#19

Mógłby przysiądź, że pojawiła się tu znikąd. Dziewczyna metr 56, długie, czerwone włosy, bardzo dziwne oczy i mundurek Teiko. Stała spokojnie koło jego łóżka z lekkim uśmiechem na twarzy. Patrzył się z przerażeniem w jej oczy. Były inne. Jej krwistoczerwone tęczówki okalała głęboka czerń. Takie oczy można było po równać tylko do istoty równej demonowi, a jednak stała tu przed nim dziewczyna zadziwiająco do niego podobna.

-Witaj Sei-nii -odparła i usiadła na łóżku.Czerwonowłosy dalej stał przy biurku. Przyglądał się jej ruchom i jej zachowaniu. Zachowywała się tak lekko, jakby nieprzyszła tu z takiego ważnego dla niego powodu, a tylko po to żeby z nim poplotkować. Westchnęła, wstała i stanęła naprzeciwko niego.

-Kidzuka- powiedział nieświadomie.

-Tak braciszku, coś sie stało?- podeszła jeszcze bliżej, a on z każdym jej krokiem cofał się, aż w końcu potknął się o biurko i upadł. Stała nad nim z pobłażliwym uśmiechem na twarzy. Jednak po chwili spuściła głowę i zaczęła się psychicznie śmiać.

-Oj boże, jesteś taki słodki Sei-nii- ukucnęła i przybliżyła się do leżącego na ziemi chłopaka. Złapała jego twarz w ręce i ucałował go w czoło. Spojrzała mu głęboko w oczy.

-Chodźmy już- odwrócił głowę.

-Jak sobie życzysz braciszku- jeszcze raz ucałowała go w policzek i wstała razem z nim. Wyszli z pokoju i skierowali się w stronę schodów. Zeszli na dół i skierowali się w stronę drzwi do piwnicy. Schodzili po schodach i dotarli do niewielkiego pomieszczenia z wieloma pudłami przy ścianach. Gdzie nie gdzie stały stare meble i znalazło się nawet stare pianino. Kidzuka podeszła do niego i na rozstrojonych klawiszach zaczęła wygrywać tylko sobie znaną melodie. Po chwili przestała. Seijuuro zaczął przeszukiwać pudła.

-Czego dokładnie szukamy- zapytał się nie odwracając wzroku od pudła, które teraz przeszukiwał.

-Zapytaj się naszej matki.- spojrzał na nią zdenerwowany.

-Jak już coś to mojej matki, dalej nie wiem, kim ty jesteś i co ty tu robisz.

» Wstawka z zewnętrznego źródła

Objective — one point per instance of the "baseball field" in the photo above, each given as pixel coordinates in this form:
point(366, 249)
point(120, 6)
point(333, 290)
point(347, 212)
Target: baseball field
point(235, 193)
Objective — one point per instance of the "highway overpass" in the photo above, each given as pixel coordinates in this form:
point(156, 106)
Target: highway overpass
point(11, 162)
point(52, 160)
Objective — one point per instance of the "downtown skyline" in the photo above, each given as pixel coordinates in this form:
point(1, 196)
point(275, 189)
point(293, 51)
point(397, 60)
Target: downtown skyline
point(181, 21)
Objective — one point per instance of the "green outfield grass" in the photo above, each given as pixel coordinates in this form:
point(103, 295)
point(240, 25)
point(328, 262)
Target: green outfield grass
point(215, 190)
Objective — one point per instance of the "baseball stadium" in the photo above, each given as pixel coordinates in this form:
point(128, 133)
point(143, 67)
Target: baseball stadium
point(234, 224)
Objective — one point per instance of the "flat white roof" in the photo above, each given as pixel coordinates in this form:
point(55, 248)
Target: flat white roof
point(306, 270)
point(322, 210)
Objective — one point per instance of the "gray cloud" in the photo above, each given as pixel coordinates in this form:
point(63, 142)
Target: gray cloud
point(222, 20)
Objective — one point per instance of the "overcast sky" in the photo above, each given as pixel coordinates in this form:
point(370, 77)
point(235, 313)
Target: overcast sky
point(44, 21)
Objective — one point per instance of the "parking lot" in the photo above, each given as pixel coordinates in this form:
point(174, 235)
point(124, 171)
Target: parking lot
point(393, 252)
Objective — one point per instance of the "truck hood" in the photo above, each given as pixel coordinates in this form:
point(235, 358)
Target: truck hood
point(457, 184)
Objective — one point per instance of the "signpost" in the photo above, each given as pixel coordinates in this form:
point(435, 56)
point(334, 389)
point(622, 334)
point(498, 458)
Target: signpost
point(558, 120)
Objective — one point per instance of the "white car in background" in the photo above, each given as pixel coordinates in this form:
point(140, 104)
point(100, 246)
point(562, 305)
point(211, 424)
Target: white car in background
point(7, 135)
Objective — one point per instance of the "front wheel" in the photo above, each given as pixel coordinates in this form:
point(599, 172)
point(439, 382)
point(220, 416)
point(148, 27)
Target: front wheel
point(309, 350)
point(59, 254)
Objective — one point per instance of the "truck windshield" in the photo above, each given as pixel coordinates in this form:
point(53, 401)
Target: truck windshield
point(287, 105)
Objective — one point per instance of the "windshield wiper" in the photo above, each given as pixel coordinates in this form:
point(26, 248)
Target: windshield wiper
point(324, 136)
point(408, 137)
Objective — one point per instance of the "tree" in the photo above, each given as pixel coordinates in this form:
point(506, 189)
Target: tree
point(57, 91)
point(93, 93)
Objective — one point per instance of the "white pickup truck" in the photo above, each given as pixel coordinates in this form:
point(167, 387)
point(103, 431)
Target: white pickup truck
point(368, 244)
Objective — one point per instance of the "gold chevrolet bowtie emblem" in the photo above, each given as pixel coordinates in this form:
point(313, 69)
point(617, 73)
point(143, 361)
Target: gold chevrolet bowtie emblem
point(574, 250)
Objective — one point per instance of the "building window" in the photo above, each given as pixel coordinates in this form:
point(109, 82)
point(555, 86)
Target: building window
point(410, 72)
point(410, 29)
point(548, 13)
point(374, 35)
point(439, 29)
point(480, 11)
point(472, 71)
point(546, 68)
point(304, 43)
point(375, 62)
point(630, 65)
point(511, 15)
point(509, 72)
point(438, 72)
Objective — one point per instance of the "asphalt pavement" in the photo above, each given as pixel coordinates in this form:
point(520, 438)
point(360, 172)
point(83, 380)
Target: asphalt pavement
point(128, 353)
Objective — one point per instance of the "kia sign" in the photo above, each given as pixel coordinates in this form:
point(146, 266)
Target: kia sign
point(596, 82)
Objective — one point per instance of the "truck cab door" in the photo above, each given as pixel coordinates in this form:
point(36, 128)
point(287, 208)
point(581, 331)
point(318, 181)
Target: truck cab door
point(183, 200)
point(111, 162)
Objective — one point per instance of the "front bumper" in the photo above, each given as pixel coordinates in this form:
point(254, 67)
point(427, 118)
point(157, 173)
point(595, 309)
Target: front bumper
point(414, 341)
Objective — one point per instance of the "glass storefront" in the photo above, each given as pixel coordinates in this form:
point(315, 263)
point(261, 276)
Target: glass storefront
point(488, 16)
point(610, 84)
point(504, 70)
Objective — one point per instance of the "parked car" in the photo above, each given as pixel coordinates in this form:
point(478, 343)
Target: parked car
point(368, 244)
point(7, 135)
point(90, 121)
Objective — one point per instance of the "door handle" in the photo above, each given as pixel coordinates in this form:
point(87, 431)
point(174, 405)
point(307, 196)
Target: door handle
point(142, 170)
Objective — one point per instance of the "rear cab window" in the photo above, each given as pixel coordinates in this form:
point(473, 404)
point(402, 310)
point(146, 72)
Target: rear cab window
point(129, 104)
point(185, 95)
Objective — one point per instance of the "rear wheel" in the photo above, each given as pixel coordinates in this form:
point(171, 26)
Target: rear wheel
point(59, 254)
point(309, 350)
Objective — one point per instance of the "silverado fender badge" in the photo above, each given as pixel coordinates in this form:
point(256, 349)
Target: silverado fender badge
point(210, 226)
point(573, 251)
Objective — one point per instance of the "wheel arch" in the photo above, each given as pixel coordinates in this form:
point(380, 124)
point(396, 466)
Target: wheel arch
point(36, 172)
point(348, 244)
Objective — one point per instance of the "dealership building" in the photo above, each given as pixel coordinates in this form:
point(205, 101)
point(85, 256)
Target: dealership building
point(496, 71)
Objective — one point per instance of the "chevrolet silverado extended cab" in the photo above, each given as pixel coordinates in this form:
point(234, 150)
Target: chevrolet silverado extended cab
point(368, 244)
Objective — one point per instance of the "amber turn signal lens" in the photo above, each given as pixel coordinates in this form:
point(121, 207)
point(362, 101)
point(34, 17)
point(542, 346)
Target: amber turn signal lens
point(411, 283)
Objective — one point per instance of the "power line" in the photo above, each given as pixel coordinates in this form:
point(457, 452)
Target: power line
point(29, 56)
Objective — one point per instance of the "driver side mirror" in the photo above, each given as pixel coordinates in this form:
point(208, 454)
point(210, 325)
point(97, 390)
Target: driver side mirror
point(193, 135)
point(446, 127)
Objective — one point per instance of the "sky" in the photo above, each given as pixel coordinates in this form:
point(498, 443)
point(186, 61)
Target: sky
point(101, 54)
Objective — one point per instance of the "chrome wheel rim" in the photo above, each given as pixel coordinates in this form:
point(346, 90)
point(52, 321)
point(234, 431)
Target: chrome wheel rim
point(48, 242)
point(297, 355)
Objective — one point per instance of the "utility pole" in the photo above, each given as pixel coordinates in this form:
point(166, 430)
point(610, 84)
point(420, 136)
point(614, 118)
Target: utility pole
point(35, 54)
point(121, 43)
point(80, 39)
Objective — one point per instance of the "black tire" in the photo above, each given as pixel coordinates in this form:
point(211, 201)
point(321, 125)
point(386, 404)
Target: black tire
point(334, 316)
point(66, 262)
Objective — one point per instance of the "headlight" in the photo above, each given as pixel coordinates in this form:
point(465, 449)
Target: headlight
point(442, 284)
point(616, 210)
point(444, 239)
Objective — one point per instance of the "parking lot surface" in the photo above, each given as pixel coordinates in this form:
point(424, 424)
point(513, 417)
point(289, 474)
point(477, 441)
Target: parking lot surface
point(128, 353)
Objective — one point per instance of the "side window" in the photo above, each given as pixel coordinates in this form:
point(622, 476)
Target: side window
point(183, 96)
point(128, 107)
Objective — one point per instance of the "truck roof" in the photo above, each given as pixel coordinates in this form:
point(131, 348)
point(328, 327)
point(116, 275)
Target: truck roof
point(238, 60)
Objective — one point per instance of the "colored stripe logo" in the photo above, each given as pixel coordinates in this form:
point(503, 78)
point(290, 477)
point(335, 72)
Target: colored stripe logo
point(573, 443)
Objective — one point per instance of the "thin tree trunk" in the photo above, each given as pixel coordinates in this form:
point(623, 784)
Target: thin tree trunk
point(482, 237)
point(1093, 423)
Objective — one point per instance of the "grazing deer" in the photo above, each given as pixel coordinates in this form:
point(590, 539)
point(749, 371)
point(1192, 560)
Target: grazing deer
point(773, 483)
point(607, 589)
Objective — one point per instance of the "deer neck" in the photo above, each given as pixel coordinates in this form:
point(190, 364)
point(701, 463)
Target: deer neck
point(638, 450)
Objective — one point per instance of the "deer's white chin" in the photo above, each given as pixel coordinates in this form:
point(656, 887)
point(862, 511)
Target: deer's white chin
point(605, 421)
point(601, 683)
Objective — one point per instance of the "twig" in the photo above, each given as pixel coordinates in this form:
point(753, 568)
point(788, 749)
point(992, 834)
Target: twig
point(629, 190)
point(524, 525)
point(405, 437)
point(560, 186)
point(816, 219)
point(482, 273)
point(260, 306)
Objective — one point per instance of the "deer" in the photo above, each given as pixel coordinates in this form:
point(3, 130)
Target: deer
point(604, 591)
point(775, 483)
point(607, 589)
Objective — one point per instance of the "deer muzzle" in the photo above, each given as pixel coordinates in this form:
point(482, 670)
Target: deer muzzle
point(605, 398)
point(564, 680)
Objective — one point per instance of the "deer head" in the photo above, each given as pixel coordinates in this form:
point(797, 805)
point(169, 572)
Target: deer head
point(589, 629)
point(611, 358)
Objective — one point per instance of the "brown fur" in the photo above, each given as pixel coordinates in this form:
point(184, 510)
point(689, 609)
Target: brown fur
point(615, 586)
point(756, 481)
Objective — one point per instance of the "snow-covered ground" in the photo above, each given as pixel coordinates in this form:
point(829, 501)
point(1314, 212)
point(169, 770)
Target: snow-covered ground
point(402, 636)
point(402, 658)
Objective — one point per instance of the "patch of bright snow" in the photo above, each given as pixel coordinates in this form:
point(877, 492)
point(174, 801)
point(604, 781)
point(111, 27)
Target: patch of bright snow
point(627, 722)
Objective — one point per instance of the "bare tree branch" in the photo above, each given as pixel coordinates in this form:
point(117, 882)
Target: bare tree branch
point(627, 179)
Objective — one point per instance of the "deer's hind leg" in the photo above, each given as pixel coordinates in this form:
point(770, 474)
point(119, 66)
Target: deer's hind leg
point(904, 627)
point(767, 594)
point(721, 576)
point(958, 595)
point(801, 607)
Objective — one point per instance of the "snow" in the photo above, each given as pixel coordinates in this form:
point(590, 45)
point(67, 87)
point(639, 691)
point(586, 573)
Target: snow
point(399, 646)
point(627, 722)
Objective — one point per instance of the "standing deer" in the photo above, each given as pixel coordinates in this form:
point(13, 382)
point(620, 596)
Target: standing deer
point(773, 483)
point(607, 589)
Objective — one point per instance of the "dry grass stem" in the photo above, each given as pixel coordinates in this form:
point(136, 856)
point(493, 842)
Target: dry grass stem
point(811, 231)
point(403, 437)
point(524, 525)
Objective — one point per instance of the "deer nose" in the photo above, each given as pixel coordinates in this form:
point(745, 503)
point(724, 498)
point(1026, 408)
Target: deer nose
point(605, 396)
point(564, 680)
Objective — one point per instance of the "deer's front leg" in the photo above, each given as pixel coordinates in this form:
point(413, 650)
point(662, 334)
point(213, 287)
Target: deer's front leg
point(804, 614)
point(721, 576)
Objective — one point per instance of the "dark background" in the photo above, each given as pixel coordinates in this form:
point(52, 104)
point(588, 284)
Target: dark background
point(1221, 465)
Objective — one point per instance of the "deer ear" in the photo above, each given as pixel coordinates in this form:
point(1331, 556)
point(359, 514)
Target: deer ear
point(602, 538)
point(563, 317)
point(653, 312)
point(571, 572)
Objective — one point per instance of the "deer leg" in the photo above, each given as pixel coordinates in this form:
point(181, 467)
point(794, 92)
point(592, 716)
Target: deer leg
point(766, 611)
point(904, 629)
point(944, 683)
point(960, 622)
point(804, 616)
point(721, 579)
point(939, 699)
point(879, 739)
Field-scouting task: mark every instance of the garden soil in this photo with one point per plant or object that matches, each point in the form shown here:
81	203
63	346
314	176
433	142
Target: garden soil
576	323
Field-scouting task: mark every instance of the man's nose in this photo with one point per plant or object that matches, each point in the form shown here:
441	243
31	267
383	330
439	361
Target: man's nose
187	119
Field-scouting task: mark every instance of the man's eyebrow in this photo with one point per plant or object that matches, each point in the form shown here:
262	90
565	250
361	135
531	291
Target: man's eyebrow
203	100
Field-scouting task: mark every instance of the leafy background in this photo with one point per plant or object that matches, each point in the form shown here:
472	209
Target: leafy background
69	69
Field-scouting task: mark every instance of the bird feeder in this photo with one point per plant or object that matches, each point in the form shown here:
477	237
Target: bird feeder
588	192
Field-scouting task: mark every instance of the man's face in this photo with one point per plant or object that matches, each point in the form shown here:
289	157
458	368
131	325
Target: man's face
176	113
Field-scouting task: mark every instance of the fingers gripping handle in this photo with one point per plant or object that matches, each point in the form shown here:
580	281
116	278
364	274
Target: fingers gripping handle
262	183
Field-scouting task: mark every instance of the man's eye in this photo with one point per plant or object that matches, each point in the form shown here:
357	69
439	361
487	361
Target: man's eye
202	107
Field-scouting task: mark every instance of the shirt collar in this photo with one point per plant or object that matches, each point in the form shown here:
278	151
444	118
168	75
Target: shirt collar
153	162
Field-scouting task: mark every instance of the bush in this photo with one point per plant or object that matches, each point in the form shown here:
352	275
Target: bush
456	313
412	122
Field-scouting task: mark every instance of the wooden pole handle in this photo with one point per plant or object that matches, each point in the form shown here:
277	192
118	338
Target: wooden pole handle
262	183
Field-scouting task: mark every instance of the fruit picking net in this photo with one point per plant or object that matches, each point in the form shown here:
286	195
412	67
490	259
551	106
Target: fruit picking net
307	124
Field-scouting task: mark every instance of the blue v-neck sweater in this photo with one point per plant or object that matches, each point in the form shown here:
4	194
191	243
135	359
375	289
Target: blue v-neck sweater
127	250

-Tak trudno jest ci zrozumieć to, że masz siostrę?-puścił to pytanie mimo uszu. Pod czas gdy on przeszukiwał dokładnie zakamarki piwnicy, ona bawiła się wszystkim co tu znalazła. Odpijała starą piłkę, układała pasjansa z kart i przed starą, zakurzoną toaletką pozowała z wielkim kapeluszem na głowie.

-Ładnie w nim wyglądam ?- zapytała się z uśmiechem.Nawet na nią nie spojrzał. Wzięła stare zdjęcie i postawiła przed nim- Dalej uważam, że jest piękna.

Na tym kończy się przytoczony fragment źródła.